Clash over Bantry Bay’s heritage being lost to building demolitions
Cape Town - The Simon van der Stel Heritage Foundation, a conservation lobby group, is up in arms over the alarming rate at which Heritage Western Cape (HWC) has been wiping out the history of the old Bantry Bay by allowing the demolition of structures considered to be of heritage importance.
HWC issued demolition permits for four 20th century buildings situated on Saunders Road and on Bantry Road.
The foundation submitted objections against the demolition of these buildings which it said were important heritage resources that still contributed positively to the enjoyment of this old neighbourhood.
Foundation chairperson Ian Pretorius said Bantry Bay has suffered numerous losses because of demolitions over the past 20 years.
“These early 20th century buildings represent the very early architectural and urban-making fabric of old Bantry Bay. If we wipe out these tangible reminders of a neighbourhood’s past and the achievements of our forebears, we will end up with a sterile, monotonous neighbourhood that looks like any other modern neighbourhood in the world.
“We must preserve the richness of different architectural styles, artistic expression and building materials to maintain an aesthetically varied and inspiring urban environment,” he said.

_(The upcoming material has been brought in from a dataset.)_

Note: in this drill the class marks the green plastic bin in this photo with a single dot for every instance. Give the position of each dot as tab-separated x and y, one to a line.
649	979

Pretorius said Heritage management seemed to favour protection of old buildings that were situated in a Heritage Protection Overlay Zone (HPOZ) .
“Bo-Kaap was, for instance, recently declared a HPOZ, meaning that the entire neighbourhood must conform to heritage legislation.

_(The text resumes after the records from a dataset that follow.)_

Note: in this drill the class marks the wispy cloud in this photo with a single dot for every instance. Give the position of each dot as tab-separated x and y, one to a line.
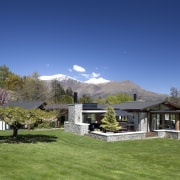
47	65
85	75
95	75
78	68
93	78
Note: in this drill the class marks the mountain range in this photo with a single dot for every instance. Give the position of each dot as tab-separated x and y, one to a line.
104	88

“Huge areas in Cape Town do not qualify as a HPOZ because there are not enough historic buildings left in those areas. The danger is, like now in Bantry Bay, that these few loose standing historic buildings are given demolition permits as HWC and Heritage practitioners argue that these buildings have ’lost their context’.

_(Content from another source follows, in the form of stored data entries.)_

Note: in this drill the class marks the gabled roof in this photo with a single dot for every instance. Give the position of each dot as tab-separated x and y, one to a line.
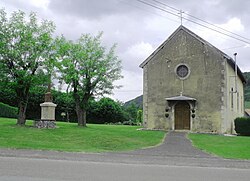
181	27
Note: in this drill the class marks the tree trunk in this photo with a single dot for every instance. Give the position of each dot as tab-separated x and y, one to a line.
81	115
21	119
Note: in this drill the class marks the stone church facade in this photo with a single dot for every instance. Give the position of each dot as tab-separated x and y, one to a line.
188	84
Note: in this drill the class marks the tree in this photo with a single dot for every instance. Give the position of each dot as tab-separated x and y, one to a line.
89	69
25	45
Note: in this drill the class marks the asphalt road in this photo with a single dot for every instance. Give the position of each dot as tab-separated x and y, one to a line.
175	159
26	169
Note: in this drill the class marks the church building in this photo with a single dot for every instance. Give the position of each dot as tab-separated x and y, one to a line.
188	84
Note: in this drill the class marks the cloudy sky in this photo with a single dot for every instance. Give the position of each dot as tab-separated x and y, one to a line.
139	29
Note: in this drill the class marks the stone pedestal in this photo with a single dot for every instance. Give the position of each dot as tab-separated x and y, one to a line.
47	116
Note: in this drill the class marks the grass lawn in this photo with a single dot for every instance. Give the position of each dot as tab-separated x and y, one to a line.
247	104
236	147
69	137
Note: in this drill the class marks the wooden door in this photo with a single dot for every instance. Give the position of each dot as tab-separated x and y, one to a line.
182	116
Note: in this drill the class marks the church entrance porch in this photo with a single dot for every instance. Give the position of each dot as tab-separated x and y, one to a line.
178	112
182	116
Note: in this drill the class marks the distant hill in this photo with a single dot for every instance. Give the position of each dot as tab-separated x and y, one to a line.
138	101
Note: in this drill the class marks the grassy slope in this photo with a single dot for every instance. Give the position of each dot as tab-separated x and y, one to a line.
69	137
247	104
236	147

“Our argument is that the few that are left over are precious as it is all that remains. These old buildings contribute to the sense of history in Cape Town and must be retained,” Pretorius said.
He said many people have remarked how sad it was to lose old, well-built structures to the monotony of box-like mass-produced “international buildings” that showed no geographic or cultural relevance to Cape Town or Bantry Bay.
Sea Point, Fresnaye, Bantry Bay Ratepayers and Residents’ Association (SFB) chairperson Michael Ender said the provincial heritage authority had deemed the area not to be of significant enough heritage value and this meant that developers had free rein to do as they wished.
Ender said they anticipated that the development pressure on the SFB area would increase in the future.
“We know that developers are placing significant pressure on the provincial and city heritage authorities to dilute even further the current legal measures that are in place to protect our fragile and vulnerable built heritage.
“Rather, as the SFB, we are asking the City and the province to do more to protect and conserve these valuable assets for current and future generations. A good start would be for the heritage authorities to do a thorough assessment of the remaining heritage structures in the area, and in the city as a whole, so as to produce a register of buildings, spaces and places deemed to be of heritage value, and therefore protection,” he said.
HWC acting chief executive Colette Scheermeyer said the structures were considered to have insufficient heritage significance to warrant retention and were not within a declared or proposed Heritage Protection Overlay.
“As a heritage authority, if there is no heritage context to formally protect the structure nor does the structure possess heritage value, HWC has no valid reason for not issuing a permit,” she said.